Но для начала я хочу пойти в спальню, распаковать вещи и, может, посидеть там в одиночестве, собраться с мыслями. Я прохожу мимо группы студентов, собравшихся в гостиной, и иду к лестнице. Не хочу ни с кем разговаривать.
И конечно, судьба тут же дает мне по яйцам, потому что я едва ли не сталкиваюсь с тем человеком, которого хотел бы избегать до самого выпуска.
Аманда в коридоре, ее книги разбросаны по нижним ступеням лестницы в девчоночье крыло. Она всегда говорила, что это ее любимое место для учебы, потому что тут не так шумно, как в гостиной, и не так занудно, как в библиотеке. Особенно она любит бывать здесь днем, когда меньше народу, шатающегося туда-сюда из спален и обратно. И конечно же, я столкнулся прямо с ней.
Она видит меня, прежде чем я успеваю сделать что-нибудь глупое, например, спрятаться. Я не знаю, куда бы я все равно делся, потому что с этого места мало куда можно пойти, а лестница в крыло парней прямо рядом с девчоночьей, так что прятаться было бы бессмысленно.
Я не знаю, что сказать, потому что знаю, что все, что бы я ни сказал, будет глупо и плохо. Я знаю, что она знает правду о Лили, потому что, как оказалось, вся школа знает. Думаю, Роксана об этом как следует позаботилась. И так как я не мог сказать ничего осмысленного, я просто пробормотал:
– Привет.
– Ты вернулся, – вяло отмечает она очевидное, едва поднимая взгляд от книги, хотя я вижу, что она очень старается вести себя нормальнее, чем она чувствует.
– Только что, – не знаю, что еще сказать, и вокруг нас тяжело повисает тишина.

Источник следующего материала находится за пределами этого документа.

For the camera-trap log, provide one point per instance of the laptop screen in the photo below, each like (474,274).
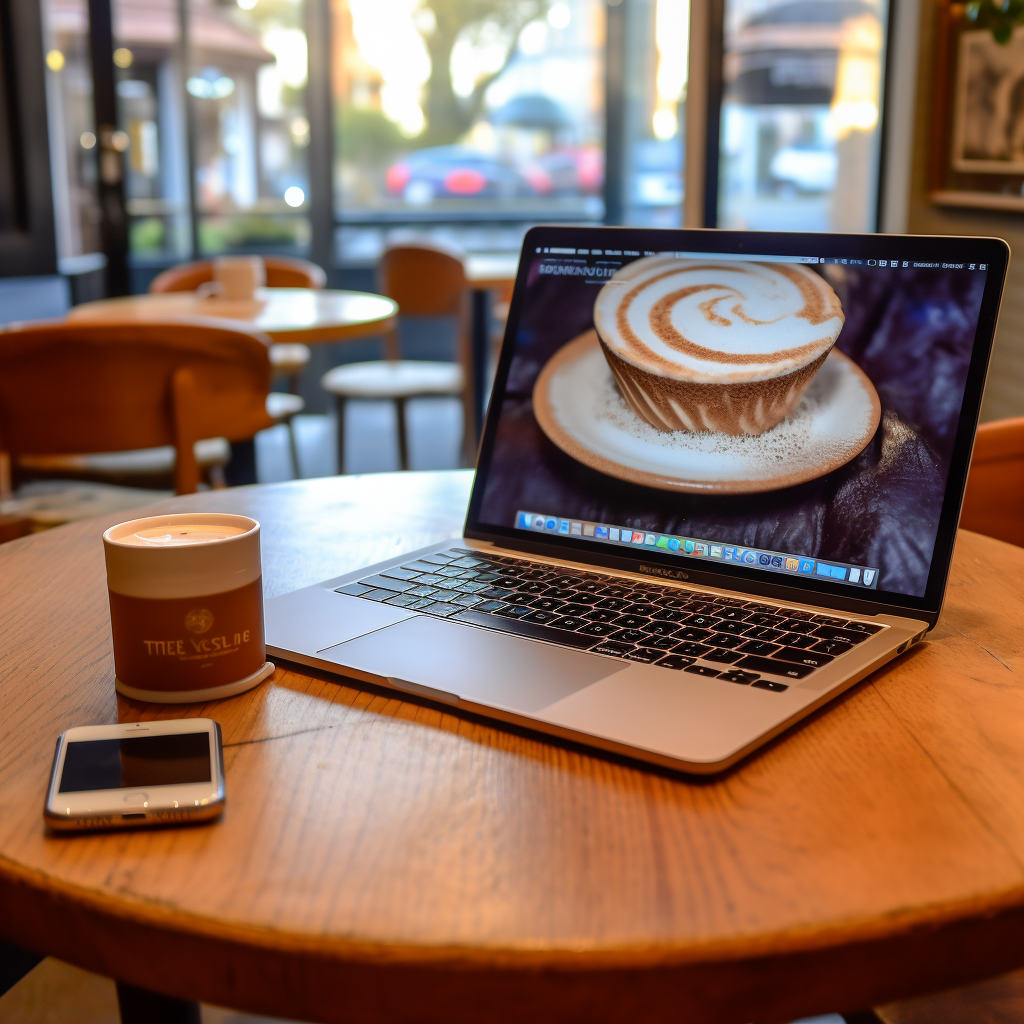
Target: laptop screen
(775,408)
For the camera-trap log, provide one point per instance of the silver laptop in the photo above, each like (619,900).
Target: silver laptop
(719,483)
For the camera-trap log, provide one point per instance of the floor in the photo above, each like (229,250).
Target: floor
(58,993)
(371,440)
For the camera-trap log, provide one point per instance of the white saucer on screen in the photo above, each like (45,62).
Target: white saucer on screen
(578,406)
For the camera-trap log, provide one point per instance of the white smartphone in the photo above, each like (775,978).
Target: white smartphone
(140,773)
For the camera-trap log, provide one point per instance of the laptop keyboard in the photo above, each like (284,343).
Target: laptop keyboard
(751,643)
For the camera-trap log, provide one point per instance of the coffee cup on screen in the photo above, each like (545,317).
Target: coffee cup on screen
(715,344)
(239,276)
(186,606)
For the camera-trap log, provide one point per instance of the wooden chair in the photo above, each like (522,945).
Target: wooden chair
(287,358)
(993,503)
(68,388)
(282,271)
(425,281)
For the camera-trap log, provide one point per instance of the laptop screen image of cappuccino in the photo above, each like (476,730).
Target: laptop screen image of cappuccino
(719,484)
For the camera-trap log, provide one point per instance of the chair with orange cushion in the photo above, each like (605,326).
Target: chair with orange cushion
(425,281)
(287,358)
(69,388)
(993,503)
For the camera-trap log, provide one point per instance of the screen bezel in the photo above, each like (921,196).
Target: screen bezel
(992,251)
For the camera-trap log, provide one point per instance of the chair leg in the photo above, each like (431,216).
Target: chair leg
(140,1007)
(399,404)
(293,445)
(339,406)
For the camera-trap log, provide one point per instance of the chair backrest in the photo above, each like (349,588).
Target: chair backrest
(282,271)
(993,503)
(70,387)
(425,281)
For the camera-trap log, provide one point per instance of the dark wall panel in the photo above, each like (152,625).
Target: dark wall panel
(27,240)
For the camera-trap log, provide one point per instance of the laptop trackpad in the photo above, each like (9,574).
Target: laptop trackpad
(474,664)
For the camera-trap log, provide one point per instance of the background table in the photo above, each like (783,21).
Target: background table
(387,860)
(304,314)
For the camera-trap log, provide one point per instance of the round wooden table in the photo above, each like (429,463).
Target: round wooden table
(383,859)
(304,314)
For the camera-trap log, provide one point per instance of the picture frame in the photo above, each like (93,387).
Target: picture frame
(978,129)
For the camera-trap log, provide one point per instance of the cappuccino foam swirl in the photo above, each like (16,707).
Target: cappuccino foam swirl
(698,320)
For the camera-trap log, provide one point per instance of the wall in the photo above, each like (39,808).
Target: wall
(1005,392)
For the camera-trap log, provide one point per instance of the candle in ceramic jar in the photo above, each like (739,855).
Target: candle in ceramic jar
(186,606)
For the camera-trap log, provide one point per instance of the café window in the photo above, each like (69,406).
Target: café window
(476,116)
(801,115)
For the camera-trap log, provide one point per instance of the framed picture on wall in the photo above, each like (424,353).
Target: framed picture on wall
(978,133)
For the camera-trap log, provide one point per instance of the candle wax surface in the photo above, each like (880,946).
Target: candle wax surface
(180,535)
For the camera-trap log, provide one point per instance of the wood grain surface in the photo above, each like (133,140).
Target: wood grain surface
(385,860)
(304,314)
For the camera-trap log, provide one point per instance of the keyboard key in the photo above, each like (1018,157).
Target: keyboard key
(769,667)
(657,628)
(420,566)
(692,633)
(758,647)
(675,662)
(692,650)
(397,586)
(760,619)
(705,622)
(660,643)
(644,654)
(732,614)
(743,678)
(700,670)
(631,622)
(612,647)
(813,658)
(597,629)
(826,621)
(601,614)
(724,626)
(797,626)
(671,615)
(399,573)
(643,608)
(763,633)
(543,617)
(514,610)
(627,636)
(723,656)
(834,647)
(441,608)
(726,640)
(568,623)
(797,640)
(832,633)
(574,608)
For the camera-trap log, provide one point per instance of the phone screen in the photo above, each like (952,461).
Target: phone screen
(135,762)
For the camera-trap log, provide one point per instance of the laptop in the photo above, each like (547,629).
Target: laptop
(718,484)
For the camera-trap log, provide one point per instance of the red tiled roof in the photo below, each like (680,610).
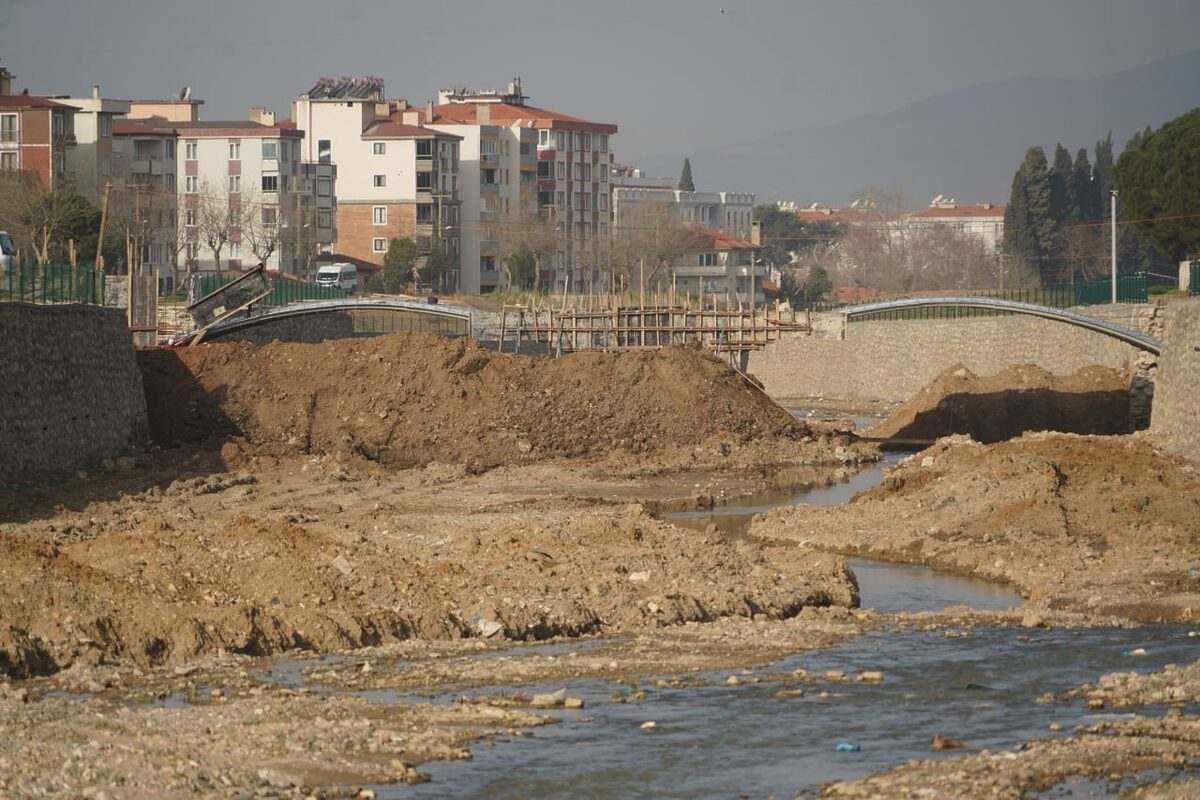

Аманда продолжает заниматься, а я не знаю, то ли мне следует просто уйти и подняться наверх, то ли повести себя как мужчина и попробовать как-нибудь извиниться.
Но мне не приходится, потому что она внезапно прерывает мои размышления:
– Мне жаль, что это случилось с твоим папой, – и опять она не смотрит на меня, но я слышу по голосу, что она говорит искренне. От этого мне только хуже.
– Ты не пришла на похороны, – теперь я отмечаю очевидное. Это то, что я сразу заметил и о чем старался не думать. Мне это не очень удавалось.
– Ты не хотел, чтобы я приходила.
– Хотел, – сразу же отвечаю я, и наконец она смотрит на меня. Ее глаза темнее обычного, и ее взгляд застает меня врасплох. Я повторяюсь, но на этот раз тише и более нервно. – Хотел…
Аманда ничего не говорит. Не знаю, верит она мне или нет, но она просто смотрит на меня своими темно-голубыми глазами с очень серьезным выражением. Ее светлые волосы собраны на затылке в бесформенный пучок, и она не похожа на человека, которому хочется, чтобы ему мешали.
– Ты очень нравилась моему папе, – глупо говорю я. Не знаю, что я делаю, и все это совершенно не соответствует тем сотням сценариев, что я сочинял последние две недели.
– Мне жаль, – повторяет она, и ее голос тих и безэмоционален. – Не могу себе представить, каково это.